Administrators say they have no plan to eliminate majors, minors or certificates currently offered to students.
The budget cuts and restructuring have frustrated some professors, including David Bunting, the chairman of the economics department.
“First of all, there’s been really no discussion with the faculty,” Bunting said. “Departments are being joined or merged as subunits without rhyme or reason.”
May, however, said faculty suggestions have guided most of the restructuring process so far.
“We’re kind of at a point now where it’s not possible to satisfy all of the players,” he said.
Political science professor Jim Headley also expressed concern about the cuts. At a recent meeting, he said, department chairs and program directors were asked to consider getting rid of things like copy machines and phone lines.
“How is that OK?” Headley said. “Those things should be a given at a university.”
Like all EWU departments, the athletics department took a 3% reduction in state funding for the 2020 fiscal year – a cut of nearly $174,000, said EWU spokesman Dave Meany.
But the athletics department has other sources of revenue – including ticket sales, media rights and private fundraising – and its income and spending needs vary based on the performance of its teams.
Meany said the department was projected to spend about $16.3 million last year, but it ultimately spent nearly $18.1 million because of the football team’s run to the national championship game in Frisco, Texas. This year, he said, the department’s projected budget is $16.8 million.

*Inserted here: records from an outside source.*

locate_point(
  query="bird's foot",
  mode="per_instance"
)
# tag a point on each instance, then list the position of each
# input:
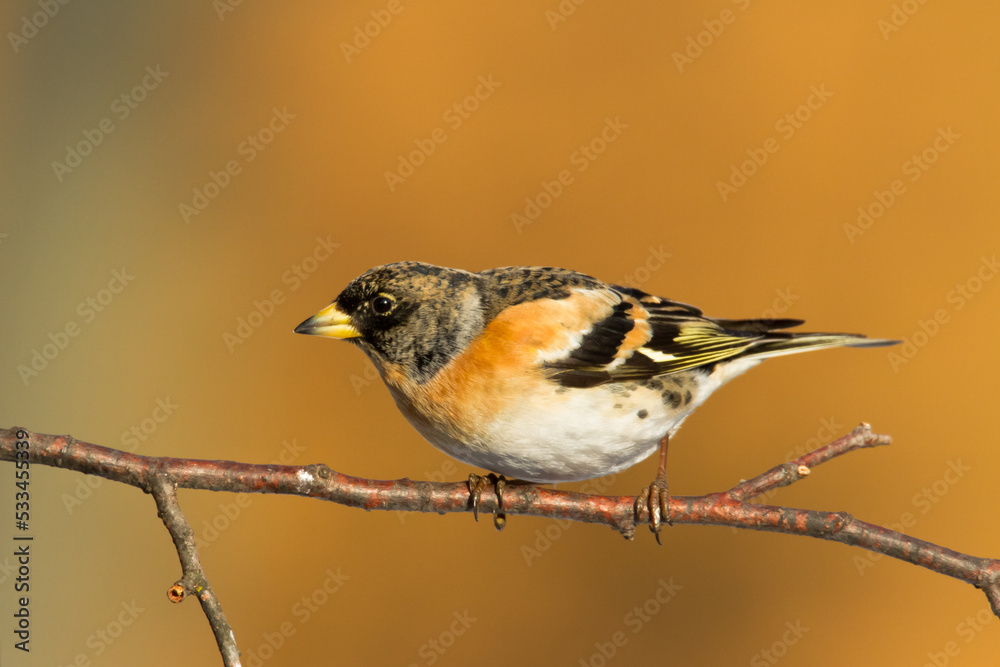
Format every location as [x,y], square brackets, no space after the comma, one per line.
[656,500]
[476,485]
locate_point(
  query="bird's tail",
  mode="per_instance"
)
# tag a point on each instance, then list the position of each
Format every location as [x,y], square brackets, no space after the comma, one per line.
[775,343]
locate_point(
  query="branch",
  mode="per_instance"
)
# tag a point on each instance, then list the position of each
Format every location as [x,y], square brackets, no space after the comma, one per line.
[161,475]
[194,580]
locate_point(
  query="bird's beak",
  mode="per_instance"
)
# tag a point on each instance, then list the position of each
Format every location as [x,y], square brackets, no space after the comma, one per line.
[331,321]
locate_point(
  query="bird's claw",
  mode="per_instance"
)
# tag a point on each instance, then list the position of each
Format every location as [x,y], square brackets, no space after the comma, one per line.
[476,485]
[656,500]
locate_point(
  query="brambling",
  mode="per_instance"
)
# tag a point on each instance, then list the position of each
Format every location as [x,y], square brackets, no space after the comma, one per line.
[544,374]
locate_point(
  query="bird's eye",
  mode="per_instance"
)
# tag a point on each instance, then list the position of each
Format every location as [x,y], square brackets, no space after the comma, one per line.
[382,305]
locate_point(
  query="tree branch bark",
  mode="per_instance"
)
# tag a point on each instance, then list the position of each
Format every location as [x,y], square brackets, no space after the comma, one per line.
[161,475]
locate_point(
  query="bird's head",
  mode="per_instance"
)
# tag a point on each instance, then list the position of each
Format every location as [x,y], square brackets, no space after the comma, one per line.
[409,314]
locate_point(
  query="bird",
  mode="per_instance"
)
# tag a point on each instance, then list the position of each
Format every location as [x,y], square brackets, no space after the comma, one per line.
[548,375]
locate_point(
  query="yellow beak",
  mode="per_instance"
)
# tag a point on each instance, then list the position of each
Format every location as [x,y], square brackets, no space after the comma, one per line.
[331,321]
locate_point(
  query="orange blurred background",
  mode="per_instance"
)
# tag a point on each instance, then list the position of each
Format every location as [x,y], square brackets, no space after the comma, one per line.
[171,171]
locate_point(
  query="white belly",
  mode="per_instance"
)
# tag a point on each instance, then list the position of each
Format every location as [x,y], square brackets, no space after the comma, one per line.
[576,434]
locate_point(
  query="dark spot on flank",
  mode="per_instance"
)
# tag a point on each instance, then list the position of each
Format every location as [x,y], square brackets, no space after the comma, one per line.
[672,398]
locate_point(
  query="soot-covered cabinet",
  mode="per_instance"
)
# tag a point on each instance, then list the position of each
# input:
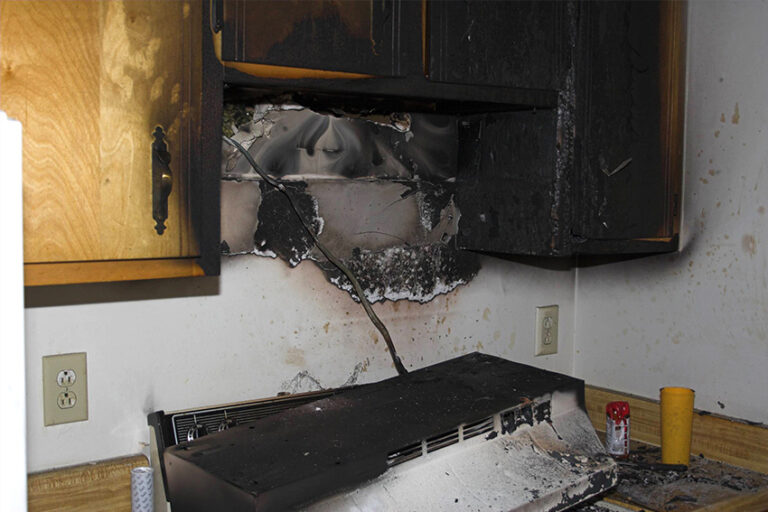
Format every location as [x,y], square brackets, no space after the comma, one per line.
[600,173]
[569,114]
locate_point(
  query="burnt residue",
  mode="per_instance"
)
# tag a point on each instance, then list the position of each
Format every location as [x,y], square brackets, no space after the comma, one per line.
[283,234]
[343,441]
[414,273]
[703,483]
[379,191]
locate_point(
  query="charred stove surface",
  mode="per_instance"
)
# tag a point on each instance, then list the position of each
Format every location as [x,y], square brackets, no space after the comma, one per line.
[323,447]
[377,189]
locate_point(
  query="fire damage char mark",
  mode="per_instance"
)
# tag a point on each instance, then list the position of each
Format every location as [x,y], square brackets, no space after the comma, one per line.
[394,227]
[414,273]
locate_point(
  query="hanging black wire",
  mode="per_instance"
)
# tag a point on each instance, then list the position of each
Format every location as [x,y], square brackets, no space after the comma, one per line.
[328,254]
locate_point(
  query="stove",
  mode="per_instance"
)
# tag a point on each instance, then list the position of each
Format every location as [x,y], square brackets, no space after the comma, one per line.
[473,433]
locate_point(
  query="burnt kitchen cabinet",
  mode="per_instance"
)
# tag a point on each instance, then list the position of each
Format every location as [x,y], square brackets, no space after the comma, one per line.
[377,37]
[118,101]
[507,44]
[569,112]
[599,174]
[629,151]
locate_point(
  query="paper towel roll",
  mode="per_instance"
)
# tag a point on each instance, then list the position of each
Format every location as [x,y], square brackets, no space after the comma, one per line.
[142,489]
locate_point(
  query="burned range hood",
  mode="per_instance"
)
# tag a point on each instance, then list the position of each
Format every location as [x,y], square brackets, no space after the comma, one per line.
[473,433]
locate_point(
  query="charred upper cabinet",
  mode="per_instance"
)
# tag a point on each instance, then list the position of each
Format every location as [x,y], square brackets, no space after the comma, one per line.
[629,87]
[113,98]
[377,37]
[569,113]
[508,44]
[599,174]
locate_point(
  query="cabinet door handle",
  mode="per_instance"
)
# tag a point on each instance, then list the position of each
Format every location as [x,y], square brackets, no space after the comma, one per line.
[162,180]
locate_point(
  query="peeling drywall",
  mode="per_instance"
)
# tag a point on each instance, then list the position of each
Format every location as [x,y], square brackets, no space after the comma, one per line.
[378,191]
[697,318]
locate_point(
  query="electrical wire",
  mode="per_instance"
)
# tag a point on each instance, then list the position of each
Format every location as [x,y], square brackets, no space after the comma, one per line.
[328,254]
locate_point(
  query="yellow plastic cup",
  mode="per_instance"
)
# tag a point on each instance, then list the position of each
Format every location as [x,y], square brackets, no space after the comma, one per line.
[676,423]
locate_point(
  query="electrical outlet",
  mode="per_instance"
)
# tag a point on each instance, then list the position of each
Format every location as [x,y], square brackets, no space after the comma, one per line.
[546,330]
[65,389]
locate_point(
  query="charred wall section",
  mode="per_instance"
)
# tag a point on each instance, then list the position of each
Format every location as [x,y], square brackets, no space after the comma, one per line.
[379,190]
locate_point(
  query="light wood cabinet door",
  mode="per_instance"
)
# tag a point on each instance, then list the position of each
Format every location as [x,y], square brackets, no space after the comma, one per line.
[90,82]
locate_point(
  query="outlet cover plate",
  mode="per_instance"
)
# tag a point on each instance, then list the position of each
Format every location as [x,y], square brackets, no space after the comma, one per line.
[65,400]
[546,330]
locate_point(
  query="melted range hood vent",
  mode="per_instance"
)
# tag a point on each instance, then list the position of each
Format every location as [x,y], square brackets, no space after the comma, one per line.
[476,431]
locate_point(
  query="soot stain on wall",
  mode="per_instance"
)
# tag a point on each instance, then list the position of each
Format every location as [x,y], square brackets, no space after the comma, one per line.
[380,197]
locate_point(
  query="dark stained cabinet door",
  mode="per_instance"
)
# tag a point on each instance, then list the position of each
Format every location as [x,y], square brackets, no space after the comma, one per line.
[376,37]
[507,183]
[624,189]
[508,44]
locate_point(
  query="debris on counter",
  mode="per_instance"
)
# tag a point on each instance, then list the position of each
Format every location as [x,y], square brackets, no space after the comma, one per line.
[645,482]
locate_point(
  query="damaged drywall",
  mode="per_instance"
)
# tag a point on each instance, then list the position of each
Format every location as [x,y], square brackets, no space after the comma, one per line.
[377,190]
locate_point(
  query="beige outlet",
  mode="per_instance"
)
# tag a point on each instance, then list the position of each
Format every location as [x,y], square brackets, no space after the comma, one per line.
[65,388]
[546,330]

The athletics department still spends more than it takes in. Last year, its deficit totaled more than $5 million.
“The usual argument is that athletics makes Eastern more attractive and increases enrollment, and that just hasn’t happened,” Bunting said, noting that the football stadium is rarely filled to capacity. The athletics department, he said, “is just a big hole that you dump money into.”
Of the $3.5 million that the university cuts from various departments, $1 million will be channeled into scholarships for student-athletes, Cullinan said.
Meany said the total amount of financial aid for student-athletes will remain about the same as in past years, about $4.2 million. While those scholarships cover tuition, some student-athletes pay the university for room and board, so there is a return on investment, Meany said.
“The subsidy that we’re giving to athletics for those scholarships is helping students stay in school who wouldn’t otherwise be here,” he said.
Headley questioned why the scholarship money for student-athletes doesn’t come out of the athletics department’s operating budget.
“That would be the most fair way to go about it,” Headley said.
“I’m certainly not arguing that we shouldn’t have athletics,” he said. “I am arguing that academics should take precedent at a university.”
Separately, EWU leaders announced in September that a local businessman, Jack Gillingham, had donated $5 million to kickstart fundraising for a major renovation of Roos Field.
The board of trustees also approved an ambitious to plan renovate the 52-year-old football stadium with $25 million in private money. The university is prohibited from using state funding or student fees to enhance athletic facilities.
The $5 million gift – the largest individual donation in the school’s history – also resulted in a minor controversy.
On Sept. 25, the board of trustees sent a letter to board members of the EWU Foundation, a nonprofit that is legally separate from the university. The trustees admonished foundation leaders to stop exploring financing options for the stadium renovations, saying the foundation had no authority to seek a public bond for the project.
“We are confident that the Foundation Board will fulfill its primary responsibility and focus on fundraising for the comprehensive campaign,” wrote Uriel Iñiguez, the chairman of the board of trustees.
Cullinan said the university recently began the “quiet phase” of a major, eight-year fundraising campaign, though the stadium gift was a welcome surprise that has sparked interest from other donors. The university, she said, is not raising money only for athletics.
“They will give to whatever they are passionate about, and we will use that money for what they want it to be used for,” Cullinan said.